There are two times with Summer that have put my body through the worst sort of exertion.

The first was the night I let her go.

The second was just minutes ago, when she walked out of that water like my own personal siren, set to kill me.

She was bared to me, radiant in the sun and unbelievably beautiful, and there wasn’t a damn thing I could do.

I could feel the suction from my pockets as they trapped my hands from being a piece of shit friend, acting on a possession I don’t have a right to and trying to touch her.

My best friend’s girl.

My best friend, who told me he told her about my involvement with her father, when I asked him to let me tell her.

She hasn’t asked me herself yet, and Floyd’s already asking about her. How soon she’s coming to see him.
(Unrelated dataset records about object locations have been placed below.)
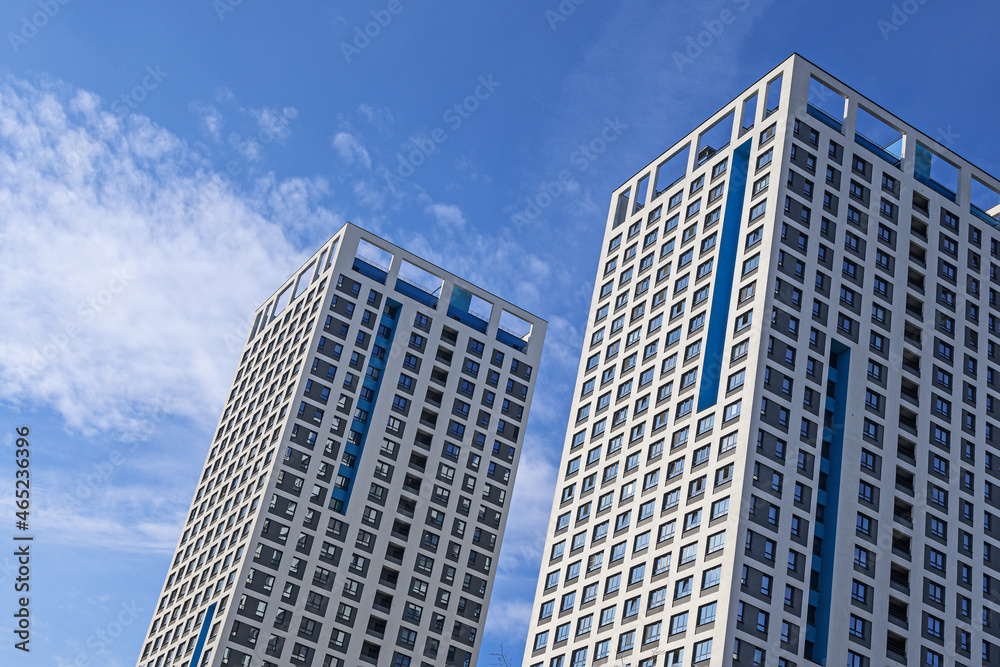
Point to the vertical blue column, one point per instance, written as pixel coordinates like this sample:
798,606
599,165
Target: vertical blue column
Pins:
383,339
729,243
202,635
830,463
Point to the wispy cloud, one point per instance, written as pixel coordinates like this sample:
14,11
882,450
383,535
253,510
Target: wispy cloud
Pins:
351,150
139,256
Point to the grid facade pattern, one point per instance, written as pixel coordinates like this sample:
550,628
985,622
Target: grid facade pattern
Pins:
354,499
814,484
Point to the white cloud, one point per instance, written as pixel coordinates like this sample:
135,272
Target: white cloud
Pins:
378,116
126,261
349,148
273,124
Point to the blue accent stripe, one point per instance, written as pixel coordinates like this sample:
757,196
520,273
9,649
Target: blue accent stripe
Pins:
729,242
357,447
202,635
830,463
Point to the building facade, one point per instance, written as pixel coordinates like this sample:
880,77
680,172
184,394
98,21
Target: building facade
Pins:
783,445
355,494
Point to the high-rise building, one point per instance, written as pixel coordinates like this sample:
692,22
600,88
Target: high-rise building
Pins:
784,446
355,494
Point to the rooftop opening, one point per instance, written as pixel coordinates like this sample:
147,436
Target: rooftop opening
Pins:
672,170
469,309
513,331
879,137
826,105
333,253
715,138
621,211
418,284
772,97
749,114
372,261
640,193
935,172
280,302
985,203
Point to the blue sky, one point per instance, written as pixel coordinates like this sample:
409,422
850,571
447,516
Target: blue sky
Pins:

He’s getting better at balance but needs more practice with patience.

But Adam giving her the bomb that detonated on us back there half makes me want to shove Summer baring herself to me in his face, if it wouldn’t just put more problems onto her plate, and I’ve already been the bad guy in our story.

And she wasn’t baring herself for me. She had to get her clothes. I didn’t offer them up, giving her privacy, like I should have. I was suspended in a moment, unable to even help myself from wondering, wanting to see her, making that moment our privacy.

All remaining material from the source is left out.